A real-time rental aggregator for the Dutch market, built around async scraping, Redis pub/sub, and a multi-channel notification pipeline. Here's how the architecture works and what I'd change.

System architecture diagram showing scraper, API, and notification pipeline

The Dutch rental market in 2025 is a speed game. Listings on Pararius or Kamernet expire within minutes, supply is fragmented across five-plus platforms, and international students arrive with no network and no priority. I built Rental Bird around it: scrape every major Dutch rental site, match new listings against user preferences, and push sub-minute notifications over Discord, Telegram, or email.

The stack, end to end

Four Docker containers sit behind a single docker-compose file: a React + TypeScript frontend served by Nginx, a FastAPI backend running on Uvicorn, an async scraper with Celery workers, and a Redis instance that ties the last two together. The database is SQLite via SQLAlchemy. One file, zero ops overhead.

Data flow diagram: scraper to Redis to Celery workers to notification channels

Architecture tradeoffs

The interesting decisions aren't the framework choices.
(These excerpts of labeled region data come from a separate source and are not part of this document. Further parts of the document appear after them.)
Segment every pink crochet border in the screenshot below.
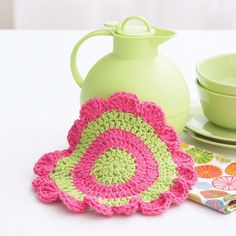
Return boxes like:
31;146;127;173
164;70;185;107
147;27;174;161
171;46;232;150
32;92;197;216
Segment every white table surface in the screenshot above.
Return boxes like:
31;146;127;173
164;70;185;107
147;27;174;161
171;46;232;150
0;31;236;236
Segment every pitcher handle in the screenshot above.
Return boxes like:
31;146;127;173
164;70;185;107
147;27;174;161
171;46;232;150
70;30;112;88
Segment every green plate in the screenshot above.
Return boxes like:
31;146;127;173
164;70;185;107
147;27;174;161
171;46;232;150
184;128;236;150
186;102;236;143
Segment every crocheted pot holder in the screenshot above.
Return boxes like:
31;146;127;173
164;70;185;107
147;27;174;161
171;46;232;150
33;92;197;216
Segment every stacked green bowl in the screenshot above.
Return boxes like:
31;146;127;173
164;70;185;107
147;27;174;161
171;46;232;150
196;53;236;130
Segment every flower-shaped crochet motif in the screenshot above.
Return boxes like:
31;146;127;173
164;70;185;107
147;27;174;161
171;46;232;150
33;92;197;216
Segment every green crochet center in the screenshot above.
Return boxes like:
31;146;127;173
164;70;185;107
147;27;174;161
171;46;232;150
91;148;136;185
50;110;177;206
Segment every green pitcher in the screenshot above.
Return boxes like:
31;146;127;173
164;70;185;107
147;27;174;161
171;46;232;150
71;16;189;133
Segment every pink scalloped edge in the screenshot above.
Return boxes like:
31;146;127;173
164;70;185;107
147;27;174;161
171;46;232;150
32;92;197;216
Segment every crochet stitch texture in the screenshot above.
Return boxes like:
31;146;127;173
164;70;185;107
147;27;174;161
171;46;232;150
32;92;197;216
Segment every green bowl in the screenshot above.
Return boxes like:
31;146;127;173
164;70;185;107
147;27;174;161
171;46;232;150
196;80;236;130
196;53;236;96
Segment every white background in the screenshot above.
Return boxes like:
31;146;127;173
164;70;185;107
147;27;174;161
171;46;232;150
0;0;236;29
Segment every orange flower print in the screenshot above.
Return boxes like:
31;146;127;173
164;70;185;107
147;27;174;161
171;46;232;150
195;165;222;179
225;162;236;176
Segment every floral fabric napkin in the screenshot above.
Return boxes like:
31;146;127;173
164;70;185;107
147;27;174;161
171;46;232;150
181;143;236;214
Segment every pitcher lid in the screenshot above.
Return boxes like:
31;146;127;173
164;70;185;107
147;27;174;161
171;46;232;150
105;16;155;37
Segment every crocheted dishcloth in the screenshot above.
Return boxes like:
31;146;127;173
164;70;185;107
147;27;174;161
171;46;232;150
32;92;197;216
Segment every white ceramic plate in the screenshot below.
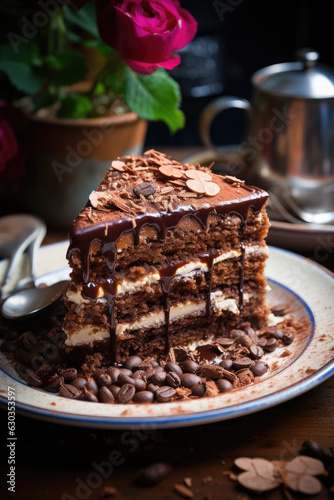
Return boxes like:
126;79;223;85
0;242;334;429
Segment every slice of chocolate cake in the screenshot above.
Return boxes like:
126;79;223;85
64;150;269;363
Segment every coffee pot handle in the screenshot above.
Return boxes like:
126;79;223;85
199;96;252;173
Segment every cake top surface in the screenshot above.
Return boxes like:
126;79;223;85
71;150;268;234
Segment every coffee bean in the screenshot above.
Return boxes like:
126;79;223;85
249;344;264;359
250;361;269;377
147;383;159;394
233;356;252;370
181;359;199;373
272;328;284;340
283;332;294;345
132;370;146;380
173;347;188;362
97;373;112;387
132;378;146;392
71;377;87;391
299;439;322;459
230;330;246;339
108;385;120;399
45;375;65;392
99;385;115;404
216;378;233;392
117;373;134;386
136;362;153;371
4;330;20;340
117;384;136;405
165;372;181;389
85;378;99;396
219;359;233;372
151;371;167;387
84;387;99;403
59;384;80;399
218;337;234;349
59;368;78;382
133;182;155;198
0;340;17;352
92;368;106;382
153;365;164;373
143;366;157;382
155;385;175;403
165;361;183;377
264;337;277;352
181;373;201;389
119;368;132;377
238;336;253;349
270;306;287;316
107;366;121;384
191;384;206;398
136;462;172;486
14;347;34;364
245;326;257;339
133;391;154;403
22;331;37;352
123;356;143;370
254;337;267;348
18;364;42;387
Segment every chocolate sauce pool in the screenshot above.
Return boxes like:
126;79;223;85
67;193;267;364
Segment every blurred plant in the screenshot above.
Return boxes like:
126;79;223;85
0;0;197;133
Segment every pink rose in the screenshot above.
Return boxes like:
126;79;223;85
96;0;197;75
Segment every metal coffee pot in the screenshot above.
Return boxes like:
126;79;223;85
200;49;334;223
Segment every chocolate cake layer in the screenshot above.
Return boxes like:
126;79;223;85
64;151;269;363
66;296;268;363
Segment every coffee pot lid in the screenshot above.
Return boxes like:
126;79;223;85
252;49;334;99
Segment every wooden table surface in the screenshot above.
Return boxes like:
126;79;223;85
0;146;334;500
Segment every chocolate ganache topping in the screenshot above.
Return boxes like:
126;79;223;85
67;150;268;364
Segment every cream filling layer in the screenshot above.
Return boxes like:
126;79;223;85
65;291;255;346
66;245;268;304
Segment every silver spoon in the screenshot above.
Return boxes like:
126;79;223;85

They're the constraints I accepted to keep the system small enough for one person to run on a single VPS.

SQLite over Postgres. A single-file database means zero connection pooling, zero replication, and deployment is a bind mount. The cost is write contention: the scraper and the API share the same file, and under heavy load SQLite's single-writer lock becomes the bottleneck. For the current user count (a few hundred), it holds. The day it doesn't, I swap the SQLAlchemy connection string and everything else stays the same.

Redis as glue, not state. Redis handles two jobs: pub/sub for real-time notification fanout, and backend rate limiting via slowapi. I deliberately avoid using it as a cache layer or session store. If Redis restarts, the only thing lost is in-flight messages. The scraper re-publishes on the next cycle anyway. That simplifies recovery to "restart the container."

Celery for fan-out, not for the scraper. The scraper itself is pure asyncio: asyncio.gather() with per-domain semaphores. Celery only enters the picture after a listing is persisted, to match users and dispatch notifications across three channels. Keeping the scraper out of Celery avoids the overhead of serializing DataFrames through a broker and keeps the hot loop tight.

The architecture bet is that a single SQLite file, a single Redis instance, and one async loop can serve hundreds of users. So far, it does.

Where the difficulty actually lives

The scraping code itself is the easy part. Every platform yields with enough patience. The hard problems are operational. De-duplication across five sites with inconsistent data shapes: is this the same flat listed on Pararius and Huurzone, or two different units in the same building? I solve that with URL uniqueness as the primary key and title + price + location as a secondary fingerprint. Rate discipline against upstream APIs: rotating user agents, respecting per-domain concurrency limits, and backing off on 429s rather than burning IPs. And notification reliability: Discord rate-limits DMs at 50 per second, Telegram has its own caps, and SMTP connections can stall. Each channel gets its own Celery task with independent retry logic.

Dashboard showing live listing feed Discord notification with listing embed

What I'm taking from this

Building Rental Bird taught me that the gap between "script that works on my machine" and "service that works for paying users" is almost entirely operational: error recovery, rate limiting, state management, and the discipline to keep the moving parts few enough that one person can reason about the failure modes. The notification pipeline is uninteresting code; making it deliver every time, within a minute, against rate-limited upstreams on a €5/month VPS. That's the actual product.